Tujuan dari para entrepreneur ini tidak lain adalah untuk membangkitkan motivasi dan keberanian bagi yang belum berani terjun ke dunia ini. Namun celakanya cara-cara ini kemudian dijiplak begitu saja untuk kepentingan pribadi yang tujuannya seringkali untuk menciptakan kesan bagi orang lain. Padahal beda dengan para entrepreneur sukses yang meski menceritakan pencapaiannya namun tidak melebih-lebihkan. Sebaliknya mereka yang sekedar ingin menciptakan kesan ini cenderung "mengada-adakan yang tidak ada".


Masih di statusnya, Pak Nano (Wuryanano) lebih lanjut menjelaskan: “Sikap lebay ya kurang lebih spt di iklan teve itu... Lebay ini beda dg motto Fake It Until You Make It lho ya. Kalo entrepreneur pegang motto ini, dia ada upaya keras menuju impiannya dg bersikap spt sdh mencapai impiannya. Namun kalo Lebay, dia hanya ingin bikin kesan jika dia sdh sukses pdhl gak ada upaya mewujudkannya, shg kondisi riilnya gak ada peningkatan. Begitu..”
Apa yang dikatakan oleh beliau ini saya setuju. Kalau istilah Pak Nano “Fake it Until You Make it” kalau saya lebih terbiasa menggunakan istilah “Tell a different story”.

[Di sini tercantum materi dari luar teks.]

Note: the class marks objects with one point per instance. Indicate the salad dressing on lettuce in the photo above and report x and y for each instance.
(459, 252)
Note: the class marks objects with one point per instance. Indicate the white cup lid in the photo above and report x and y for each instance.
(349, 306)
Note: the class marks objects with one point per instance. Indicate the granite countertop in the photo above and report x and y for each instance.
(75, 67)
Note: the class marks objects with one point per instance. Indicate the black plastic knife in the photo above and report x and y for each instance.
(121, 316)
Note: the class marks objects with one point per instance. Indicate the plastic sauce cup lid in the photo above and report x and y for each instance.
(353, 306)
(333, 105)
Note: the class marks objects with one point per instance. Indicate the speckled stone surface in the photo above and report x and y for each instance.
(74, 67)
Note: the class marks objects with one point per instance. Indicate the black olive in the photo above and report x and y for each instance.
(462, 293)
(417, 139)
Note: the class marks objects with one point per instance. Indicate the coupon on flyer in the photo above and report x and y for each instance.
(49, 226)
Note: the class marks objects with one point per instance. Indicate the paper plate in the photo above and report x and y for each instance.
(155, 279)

Entah sama atau tidak intinya dengan yang dimaksud oleh beliau silakan di-cross check sendiri namun pemahaman saya mengenai “Tell a different story” kurang lebih demikian; ketika saya ingin mencapai sesuatu (target) maka biasanya saya membayangkan, memimpikan dan terus berkata pada diri sendiri mengenai target yang hendak saya capai. Sebagai contoh omzet dari usaha saya saat ini adalah 50 juta per bulan sementara saya ingin mencapai target 1 M per bulan biasanya dalam hati saya terus berusaha meyakini bahwa saya memiliki omzet 1 M per bulan. Ketika saya membaca laporan bulanan dalam hati saya berkata “wah… omzet bulan ini 1 M!!” atau dalam angan-angan saya sendiri saya “merubah” angka-angka itu sesuai target yang hendak saya capai sambil mengucap syukur. Atau ketika saya mendapat order dari klien seringkali dalam angan-angan saya tambahkan angka nol-nya.

Dalam banyak hal biasanya target tersebut berhasil saya capai, tergantung seberapa besar keyakinan saya. Jadi saya “keep telling a different story” hingga saya benar-benar merasa seolah hal itu sudah “terjadi” atau hingga saya benar-benar meyakininya. (Sayang untuk target omzet 1 M per bulan hingga saat ini belum tercapai :)). Jadi kuncinya adalah keyakinan diri sendiri.

Lalu apa bedanya “Fake it Until You Make it”, “tell a different story” dengan “lebaypreneur”?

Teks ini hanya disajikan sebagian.